Закончив отжиматься, он аккуратно, чтобы не наткнуться на стену или парашу, прошёлся по камере и лёг. Итак, о чём думал? О рабах. Древнюю историю о приобщении дикарей к цивилизации побоку. Что сейчас? Официально – «Несамостоятельный контингент». И ведомство полностью – Ведомство Учёта Несамостоятельного Контингента. Но все говорят – рабы и Ведомство потому Рабское. Рабские посёлки на шахтах, при больших заводах и в сельской глуши. Рабы по рождению и по приговору. Вот об этом слышал. Что полукровок за всякие уголовные художества могут приговорить к рабству, как это, да «для возмещения причинённого вреда». И приговаривают. Вместо пожизненного заключения или смертной казни. Да, казнь оставили только по приговору Военного Трибунала во время войны. Там три наказания: гауптвахта или, от алеманов название взяли, чтобы от простой тюрьмы отличать, штрафные подразделения и расстрел перед строем. А на гражданке тюрьма на разные сроки и признание невозможности самостоятельного существования, то есть рабство. Ещё в училище объясняли и заставляли заучивать и за что и чего тебе выдадут если попадёшься. А обратного хода из несамостоятельности нет. Из тюрьмы можно выйти по амнистии или отбытии срока, а из рабства нет. Дети рабов – всегда рабы. Невесело. А чего ты ждал?
Конечно, ему случалось встречать лохматых небритых с кожаными ошейниками, но он всегда суеверно, будто предчувствуя, отводил сразу взгляд и теперь, пытаясь вспомнить, видел только неясные, как через не протёртые окуляры бинокля, бесформенные фигуры. И от него будут так же отводить глаза. Или наоборот, смотреть в упор, дерзко и насмешливо, провоцируя.
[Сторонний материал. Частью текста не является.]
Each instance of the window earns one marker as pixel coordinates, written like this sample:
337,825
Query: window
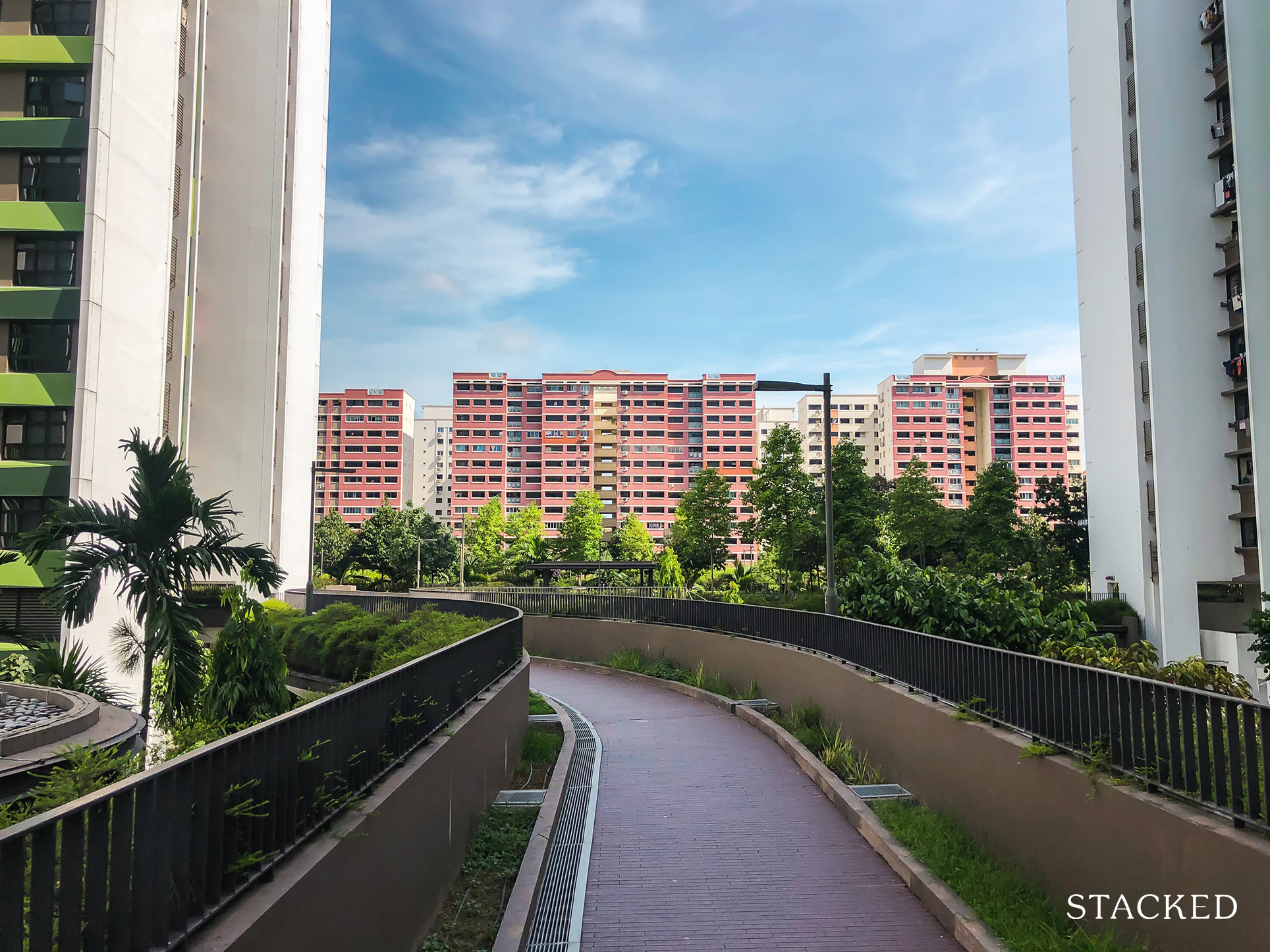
56,94
51,176
61,18
32,433
20,514
45,262
40,347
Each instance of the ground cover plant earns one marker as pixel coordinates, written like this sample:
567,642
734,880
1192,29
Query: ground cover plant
1016,912
825,739
347,644
470,918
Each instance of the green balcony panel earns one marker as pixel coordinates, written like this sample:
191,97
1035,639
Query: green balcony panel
37,390
38,304
22,477
46,51
31,132
41,216
23,575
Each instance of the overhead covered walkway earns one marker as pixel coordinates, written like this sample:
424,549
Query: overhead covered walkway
707,837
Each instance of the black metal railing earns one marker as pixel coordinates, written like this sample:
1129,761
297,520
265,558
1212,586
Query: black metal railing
1199,745
145,862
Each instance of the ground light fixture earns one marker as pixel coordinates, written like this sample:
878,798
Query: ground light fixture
831,592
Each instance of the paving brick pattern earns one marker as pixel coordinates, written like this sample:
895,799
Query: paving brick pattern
707,837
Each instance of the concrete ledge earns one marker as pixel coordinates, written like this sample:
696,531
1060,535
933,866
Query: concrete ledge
520,905
80,712
379,875
944,904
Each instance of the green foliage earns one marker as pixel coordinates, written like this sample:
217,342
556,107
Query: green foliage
632,541
916,517
785,499
84,771
1015,911
347,644
669,573
991,522
858,503
333,542
524,536
1003,611
581,529
154,544
703,522
248,672
807,722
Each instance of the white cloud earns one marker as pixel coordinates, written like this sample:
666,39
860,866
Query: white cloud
456,220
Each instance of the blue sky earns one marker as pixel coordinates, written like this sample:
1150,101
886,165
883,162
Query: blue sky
785,187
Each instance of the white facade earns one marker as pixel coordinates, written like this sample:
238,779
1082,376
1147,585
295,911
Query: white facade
201,276
1170,136
852,415
433,458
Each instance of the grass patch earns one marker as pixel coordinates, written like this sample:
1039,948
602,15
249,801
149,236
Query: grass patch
470,918
632,660
539,753
825,739
1019,913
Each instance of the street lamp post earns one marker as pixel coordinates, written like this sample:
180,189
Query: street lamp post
831,592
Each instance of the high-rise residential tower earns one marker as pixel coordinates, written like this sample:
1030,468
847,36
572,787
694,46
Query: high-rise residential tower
161,202
634,438
365,452
1170,144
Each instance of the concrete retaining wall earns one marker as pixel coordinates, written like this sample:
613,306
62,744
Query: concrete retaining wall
1043,812
379,876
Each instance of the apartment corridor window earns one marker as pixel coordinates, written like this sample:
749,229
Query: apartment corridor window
61,18
53,176
45,262
56,94
32,433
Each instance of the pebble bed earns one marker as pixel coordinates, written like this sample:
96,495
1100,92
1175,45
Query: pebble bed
18,712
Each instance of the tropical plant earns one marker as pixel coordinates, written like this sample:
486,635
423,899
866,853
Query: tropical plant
154,544
582,529
248,672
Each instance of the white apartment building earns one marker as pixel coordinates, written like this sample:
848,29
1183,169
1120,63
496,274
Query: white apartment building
1170,145
163,184
433,460
852,415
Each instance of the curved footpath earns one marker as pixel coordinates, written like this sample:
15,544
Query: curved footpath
707,837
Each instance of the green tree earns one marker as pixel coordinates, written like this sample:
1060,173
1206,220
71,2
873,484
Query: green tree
991,522
916,516
582,529
784,498
632,541
703,522
525,536
333,542
484,537
248,672
858,503
154,542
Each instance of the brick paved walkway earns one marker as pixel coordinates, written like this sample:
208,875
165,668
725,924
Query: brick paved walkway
707,837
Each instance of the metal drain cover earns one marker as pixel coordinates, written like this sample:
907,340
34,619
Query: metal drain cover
881,791
520,797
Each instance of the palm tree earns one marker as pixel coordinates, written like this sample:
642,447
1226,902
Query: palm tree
155,542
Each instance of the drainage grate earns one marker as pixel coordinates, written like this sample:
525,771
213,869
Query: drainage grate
881,791
557,924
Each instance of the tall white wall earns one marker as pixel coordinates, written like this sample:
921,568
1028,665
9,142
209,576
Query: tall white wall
124,268
1104,267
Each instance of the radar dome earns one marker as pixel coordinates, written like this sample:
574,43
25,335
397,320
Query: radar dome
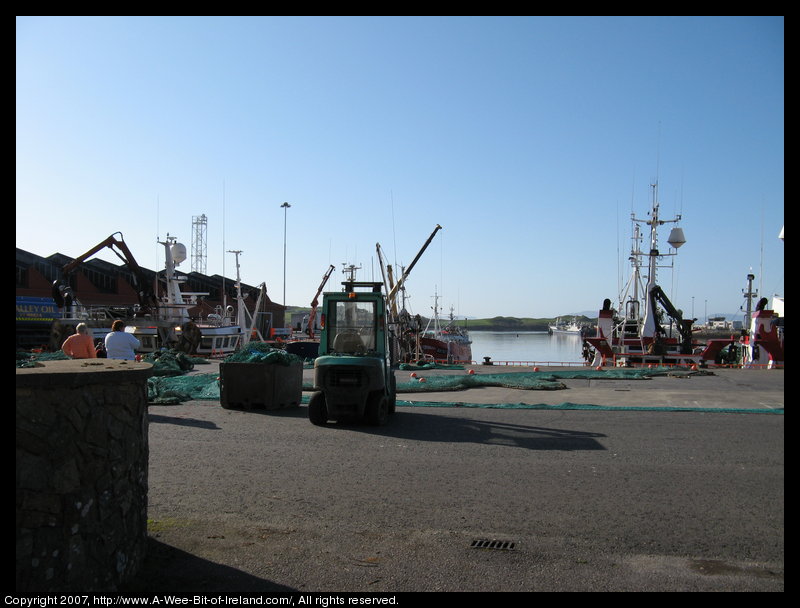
178,252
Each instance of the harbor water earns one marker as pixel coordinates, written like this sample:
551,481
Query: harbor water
529,346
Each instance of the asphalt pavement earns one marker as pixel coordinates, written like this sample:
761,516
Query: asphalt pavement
673,483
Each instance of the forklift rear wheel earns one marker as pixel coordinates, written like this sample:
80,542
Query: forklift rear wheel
378,409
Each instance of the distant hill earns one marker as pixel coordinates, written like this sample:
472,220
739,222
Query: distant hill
496,323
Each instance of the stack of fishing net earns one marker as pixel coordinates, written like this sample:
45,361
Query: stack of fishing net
259,352
548,380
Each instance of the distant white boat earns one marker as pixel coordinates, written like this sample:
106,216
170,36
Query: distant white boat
570,327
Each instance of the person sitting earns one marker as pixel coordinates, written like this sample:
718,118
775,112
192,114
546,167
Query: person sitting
80,345
120,344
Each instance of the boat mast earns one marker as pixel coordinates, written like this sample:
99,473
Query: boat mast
648,322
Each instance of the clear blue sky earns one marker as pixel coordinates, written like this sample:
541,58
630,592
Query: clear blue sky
529,139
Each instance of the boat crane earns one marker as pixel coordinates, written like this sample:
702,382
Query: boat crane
315,302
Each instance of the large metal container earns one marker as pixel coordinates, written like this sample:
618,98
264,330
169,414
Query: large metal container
260,385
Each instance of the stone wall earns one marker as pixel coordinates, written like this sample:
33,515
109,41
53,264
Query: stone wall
81,474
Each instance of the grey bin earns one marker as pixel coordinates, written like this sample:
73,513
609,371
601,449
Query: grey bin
268,386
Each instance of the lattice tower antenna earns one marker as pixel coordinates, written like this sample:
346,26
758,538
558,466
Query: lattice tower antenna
199,244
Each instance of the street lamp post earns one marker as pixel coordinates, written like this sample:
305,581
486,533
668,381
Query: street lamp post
285,206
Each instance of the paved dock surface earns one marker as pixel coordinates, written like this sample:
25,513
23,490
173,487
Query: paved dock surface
603,499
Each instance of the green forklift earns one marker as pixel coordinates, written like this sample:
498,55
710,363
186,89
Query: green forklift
353,377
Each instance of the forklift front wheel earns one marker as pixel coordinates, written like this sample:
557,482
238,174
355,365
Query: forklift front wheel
318,409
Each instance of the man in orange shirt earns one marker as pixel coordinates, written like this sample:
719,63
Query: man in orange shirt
80,345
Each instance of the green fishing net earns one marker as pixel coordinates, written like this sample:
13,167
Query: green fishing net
258,352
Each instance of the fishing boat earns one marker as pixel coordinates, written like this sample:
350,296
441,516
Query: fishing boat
450,342
171,320
632,333
565,327
219,333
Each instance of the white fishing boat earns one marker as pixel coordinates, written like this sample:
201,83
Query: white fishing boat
632,333
214,335
169,320
565,327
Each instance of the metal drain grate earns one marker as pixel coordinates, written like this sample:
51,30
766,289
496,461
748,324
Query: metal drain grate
498,545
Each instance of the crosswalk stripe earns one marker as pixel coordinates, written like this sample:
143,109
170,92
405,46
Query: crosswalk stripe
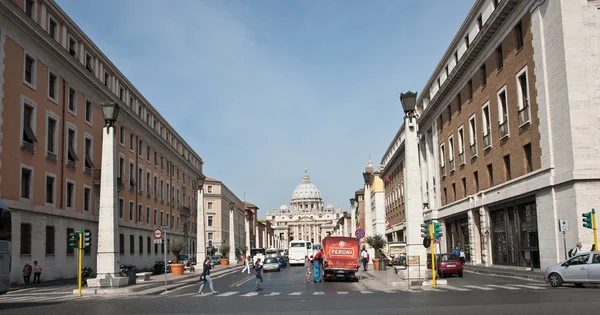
528,286
479,288
502,287
250,294
228,293
449,287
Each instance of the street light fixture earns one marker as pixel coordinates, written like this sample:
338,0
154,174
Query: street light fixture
110,111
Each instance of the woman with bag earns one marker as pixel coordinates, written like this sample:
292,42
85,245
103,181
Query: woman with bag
206,277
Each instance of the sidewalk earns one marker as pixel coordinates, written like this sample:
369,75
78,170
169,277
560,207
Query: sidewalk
536,274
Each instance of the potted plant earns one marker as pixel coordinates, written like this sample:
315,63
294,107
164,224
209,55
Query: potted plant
178,244
377,242
243,250
224,250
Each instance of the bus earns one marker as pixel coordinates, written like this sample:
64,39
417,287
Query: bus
5,256
298,250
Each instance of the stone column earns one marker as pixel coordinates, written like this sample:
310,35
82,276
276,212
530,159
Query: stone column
232,257
413,203
107,259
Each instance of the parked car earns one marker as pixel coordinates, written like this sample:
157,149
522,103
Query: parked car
446,264
282,262
582,269
271,264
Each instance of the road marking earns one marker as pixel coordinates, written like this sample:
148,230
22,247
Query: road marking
250,294
502,287
228,293
273,294
528,286
479,288
449,287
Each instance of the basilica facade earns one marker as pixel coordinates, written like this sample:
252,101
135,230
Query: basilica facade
306,218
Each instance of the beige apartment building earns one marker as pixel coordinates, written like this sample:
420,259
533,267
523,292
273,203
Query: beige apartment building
218,201
508,131
52,78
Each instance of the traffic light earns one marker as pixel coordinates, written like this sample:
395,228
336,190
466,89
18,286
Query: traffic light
425,230
74,239
87,239
437,230
587,220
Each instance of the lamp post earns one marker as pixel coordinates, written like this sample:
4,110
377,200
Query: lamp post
107,260
352,216
232,257
414,204
201,230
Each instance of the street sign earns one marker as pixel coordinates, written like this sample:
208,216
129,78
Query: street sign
359,233
157,233
563,226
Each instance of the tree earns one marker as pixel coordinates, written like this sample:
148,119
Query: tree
178,244
377,242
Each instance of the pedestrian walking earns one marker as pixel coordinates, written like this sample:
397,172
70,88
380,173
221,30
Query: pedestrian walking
37,272
27,269
258,268
206,277
576,250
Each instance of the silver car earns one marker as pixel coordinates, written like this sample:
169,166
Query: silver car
271,264
581,269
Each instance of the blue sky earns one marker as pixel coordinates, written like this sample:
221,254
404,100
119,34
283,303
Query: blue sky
263,89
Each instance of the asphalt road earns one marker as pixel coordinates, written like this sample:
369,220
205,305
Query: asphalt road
288,292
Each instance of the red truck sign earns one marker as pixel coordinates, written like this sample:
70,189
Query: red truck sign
341,256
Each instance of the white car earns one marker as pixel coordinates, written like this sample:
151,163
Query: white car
581,269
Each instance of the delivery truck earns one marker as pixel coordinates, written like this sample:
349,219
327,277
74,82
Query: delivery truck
341,258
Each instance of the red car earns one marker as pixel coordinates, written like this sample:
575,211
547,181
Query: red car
446,264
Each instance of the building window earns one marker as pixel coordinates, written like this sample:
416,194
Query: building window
72,147
52,87
89,164
87,198
28,126
483,75
503,129
122,244
499,58
70,194
26,180
50,188
30,71
519,35
88,111
487,134
25,239
70,250
523,97
50,238
507,171
490,175
53,28
72,101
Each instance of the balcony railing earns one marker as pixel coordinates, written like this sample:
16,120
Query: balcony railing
503,129
524,115
473,149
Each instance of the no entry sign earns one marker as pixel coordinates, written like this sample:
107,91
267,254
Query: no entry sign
157,233
359,233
Как мальчишки с офицерского отделения в училище. Как старослужащие в части. Как они сами тогда, в Чёрном Ущелье, пятеро уцелевших из всей роты смотрели на пришедших им на смену. Грязные, закопчённые, небритые, в порванной до лохмотьев форме на чистеньких и отутюженных, ну, как с плакатов, молоденьких новобранцев во главе с таким же чистеньким лейтенантом. И положение спас – а то бы быть беде: так напыжился лейтенантик – старослужащий сержант, против всех уставов скомандовавший отдать им честь. Лейтенант, а за ним его рота вздрогнули, вытянулись, взяли «на караул», и они тоже подтянулись и прошли к машине строем, чеканя шаг и отдавая честь смене. Интересно, из той роты хоть кто-нибудь уцелел, или их всех перещёлкали в первом же бою? А сержанты, они службу знают получше любого офицера. Недаром, «на сержантах армия держится». Это им ещё в училище внушалось. Теми же сержантами, что гоняли их на плацу и стрельбах, и следили за их самоподготовкой по теории, и ловили на нарушениях распорядка, уча нарушать, не попадаясь. К выпускному курсу они становились союзниками и на прощальную пьянку звали, конечно, их, уже своих, а не офицеров, остававшихся чужими. Он и своего Сержанта хотел позвать. На выпуск и пьянку. Специально взял увольнительную за три декады до выпуска, короткую, на три периода, и, не заходя домой, сразу отправился к Сержанту…
…Шёл дождь, и все сидели на маленькой тесной веранде. Сержант встал и подошёл к нему, как только он показался в дверях.
– Случилось что?
В голосе Сержанта было искреннее волнение, вокруг стояли, сидели, прохаживались, и он ответил, недовольно оглядываясь.
– Нет, всё в порядке.
– Чего тогда прискакал? – сурово спросил Сержант.
– Вот, – протянул он ему купленную по дороге пачку трубочного табака.
– Зря тратился, курить запрещено, забыл, что ли, я ж тебе ещё в тот раз говорил, – рассердился Сержант, быстро оглядываясь, не видит ли кто.
– Обёртку возьми, – нашёлся он, – нюхать будешь. И пойдем куда.
– В дождь выходить запрещено, – хмыкнул Сержант, – чтоб не болели, – и, предупреждая его вопрос, – и в палату нельзя. Мы не лежачие. Ну, так что?